I’ve been throwing the idea of making a psychological horror game around for a while now, which got me thinking about fear.
Coming from a film making background I know there’s more to be had in what you don’t see than what you do see but how can we as game developers keep that feeling throughout a game?
I’ve come up with a few ideas, pretty obvious one’s i think, would love to hear your ideas/thoughts:
Sound effects - pretty easy to give players something to think about before they enter a room for example
One hit kills/very low health - adds to the tension (which could add to the fear?) but could come across as annoying
Make players think they saw something. This is used in movies a lot but in games im not so sure. eg. when you look around a room it looks like there was a figure at the window, but when you look again it’s gone.
All out jump moments - drop something on to the player to give them a fright, that sort of thing.
like in horror movies when you see blurry flashes of some beast shape go past the screen behind the character and they quickly turn around, or you see it past a window or something.
iKonrad: I read through your report and noticed that you used both the words “fear” and “horror”. There is a style of modern horror movie that is basically a “hack and slash” movie - which seems to generate disgust and revulsion through explicit gory detail.
On the other hand, we have the stories of 19th century writers which generate feelings of unease (Charles Dickens’s The Signal-Man or the stories of M.R. James ).
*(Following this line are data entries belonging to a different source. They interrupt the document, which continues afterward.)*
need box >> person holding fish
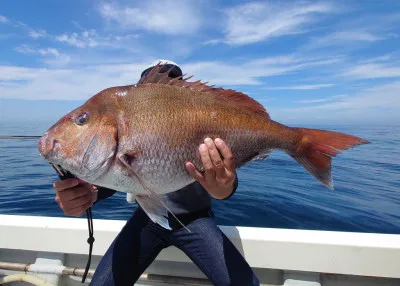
[54,61,259,285]
[45,57,368,285]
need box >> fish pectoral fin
[136,195,171,230]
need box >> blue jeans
[91,208,260,286]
Subtlety - Don’t rub the monster in the player’s face constantly while screaming “oooooh so scary!” People are afraid of the unknown, and this is one of the complaints I heard about Outlast, how it gets very in-your-face with the horror.
Don’t rely on jump scares - There is a difference between fear and shock.
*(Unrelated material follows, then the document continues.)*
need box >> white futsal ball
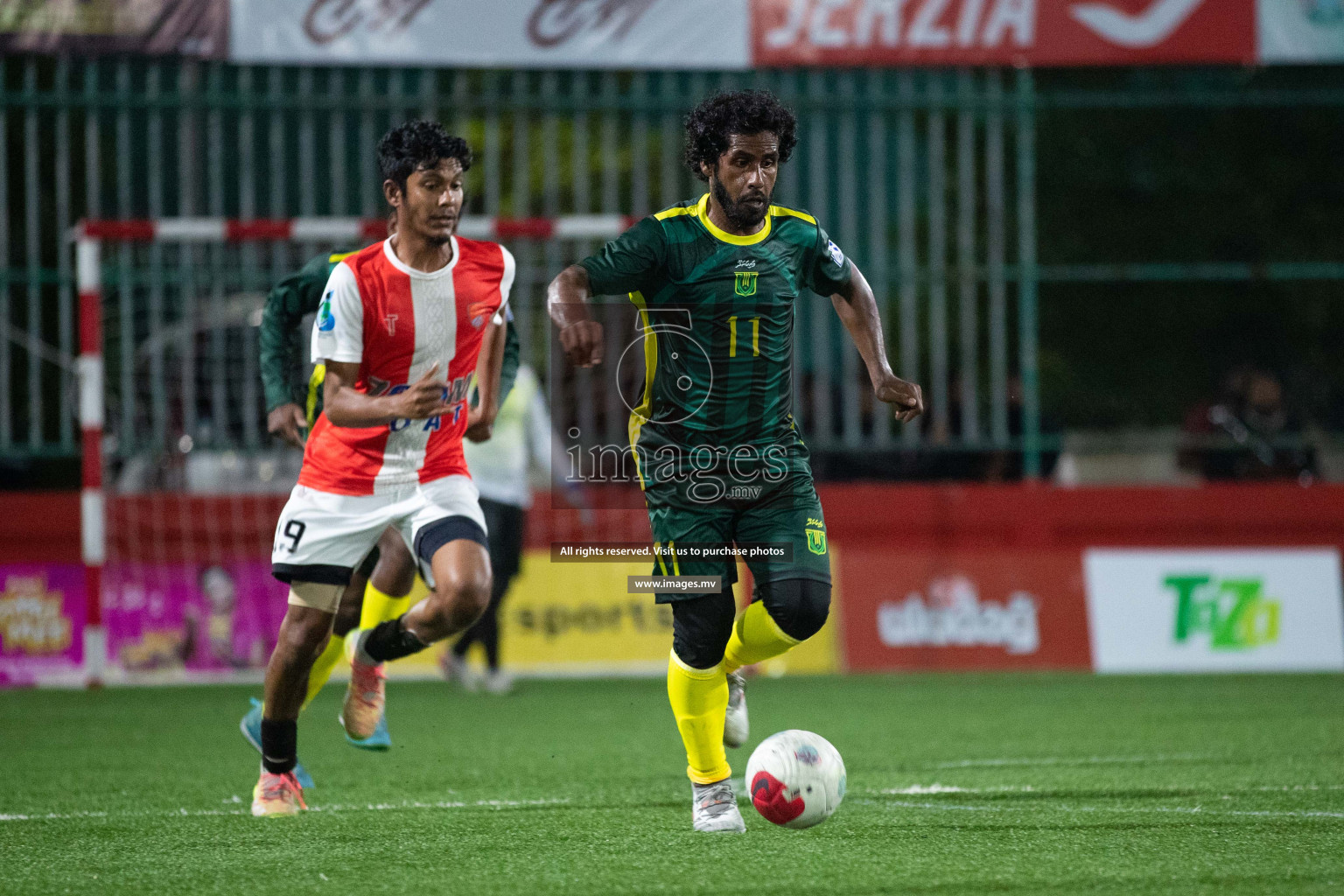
[747,731,845,828]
Atmosphere and immersion are important. Sound, visuals and lighting.
Look at Amnesia: The Dark Descent if you want an example of a great horror game.
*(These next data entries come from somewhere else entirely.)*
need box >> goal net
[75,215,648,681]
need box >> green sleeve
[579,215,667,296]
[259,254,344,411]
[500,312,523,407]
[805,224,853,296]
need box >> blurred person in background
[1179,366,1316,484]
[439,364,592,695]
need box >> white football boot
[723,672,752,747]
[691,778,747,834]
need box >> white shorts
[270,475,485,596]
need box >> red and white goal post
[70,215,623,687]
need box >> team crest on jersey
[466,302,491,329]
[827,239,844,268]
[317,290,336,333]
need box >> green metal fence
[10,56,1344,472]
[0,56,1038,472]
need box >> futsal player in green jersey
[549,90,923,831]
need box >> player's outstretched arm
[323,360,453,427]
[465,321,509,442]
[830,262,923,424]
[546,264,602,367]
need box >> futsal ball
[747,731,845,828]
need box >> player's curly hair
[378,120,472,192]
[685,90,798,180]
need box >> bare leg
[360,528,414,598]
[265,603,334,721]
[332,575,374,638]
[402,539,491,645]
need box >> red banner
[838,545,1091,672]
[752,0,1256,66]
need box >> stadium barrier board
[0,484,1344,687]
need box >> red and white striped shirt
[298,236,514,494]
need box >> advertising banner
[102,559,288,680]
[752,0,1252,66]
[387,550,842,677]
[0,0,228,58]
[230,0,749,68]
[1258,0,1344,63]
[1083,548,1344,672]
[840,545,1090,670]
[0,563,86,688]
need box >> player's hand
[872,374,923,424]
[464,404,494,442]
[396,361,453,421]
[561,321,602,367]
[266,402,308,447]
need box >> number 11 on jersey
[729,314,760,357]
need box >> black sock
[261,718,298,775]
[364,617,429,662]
Disempower the player - I’ll be a lot less scared if I’m holding a shotgun than if I wasn’t. Limiting ammo can be an alternative to removing weapons entirely.
To echo what a lot of people said, subtlety and atmosphere are going to be key in getting the player to be fearful, but as a game you also need to back up that fear with substance - people are less likely to be afraid of something they saw in the corner of their eye if that something can/will never hurt them. Take a look at the original Slender game for a good example of this effect.
I was thinking of some AI that can react to the player getting careless/noisy maybe they’re attracted to light if I have a torch in game, which would force the players to use it less.
This is what I find incredible in game design regarding fear. Also, the works of H.P. Lovecraft are free, so you can download them and read them - and get a great sense of terror.
My two cents is: what is extraordinary is frightening, but that depends on what your game shows as ordinary. Diablo (the first one) started in the Cathedral, with skeletons and zombies. Weird… but when the Butcher showed up, his room was full of bodies (some just half, others impaled, and so on). Until that moment, you hadn’t seen anything so bizarre before. But on Diablo3 you already start with everything completely bloodied and weird - so there’s no fear of anything.
I’m not a fan of fear games, but mainly because they do 2 things that aren’t fun:
Kill you without a chance to get out of the situation.
Jump scares.
#2 is just never fun or interesting. It’s just cheap. A game that results to that probably has nothing to offer me.
#1 is a style choice, but if I know I can’t prevent deaths (without having died there once already), how am I supposed to fear them?
What makes a great horror game for me is setting a creepy atmosphere, with the light low enough that you temporarily see things that aren’t there, but enough light that you aren’t reaching for the gamma so that you can see at all. When they implement eerie mechanics that may or may not mean things, like floorboards creaking and pipes rattling, but also actual movements sounds, so you can’t really be sure which it was.
Think about it: What’s the scariest part of a horror movie? It’s not the point where the girl gets stabbed. It’s the minutes before that, when she’s walking around, trying to avoid the danger, and just before the bad guy gets ahold of her. Once he’s got her, it’s all over but the stabbin’.
You need to feel like you have some power, but only the power to escape. Without it, there’s nothing to fear.
Oh, some people will. They’re just made that way. But if you want to scare the most people, you need to be better.
suggestion: have you seen unity’s evil? watch markiplier and avoid those mistakes. also try not using jumpscares . ive had a lot of them but they give me seizures. GOOD LUCK
I think you probably have to have psychological horror going on in your own mind in order for you to want to make a psychological horror game, but that’s just me. I don’t get why people want to deliberately be afraid. There’s already enough fear in the world.
Anyway… many games seem to use the mechanic of lots of things going on at once, being overwhelmed by sheer numbers of enemies etc which keeps on constantly increasing in intensity… as a way to create a sense of panick.
Fear is the most primitive of our Instincts. It has kept the human race going. Without it we would have been extinct long ago. It is not only us Humans that have an instinct to flee, in fact fear is the predominant instinct in pretty much every species on this planet.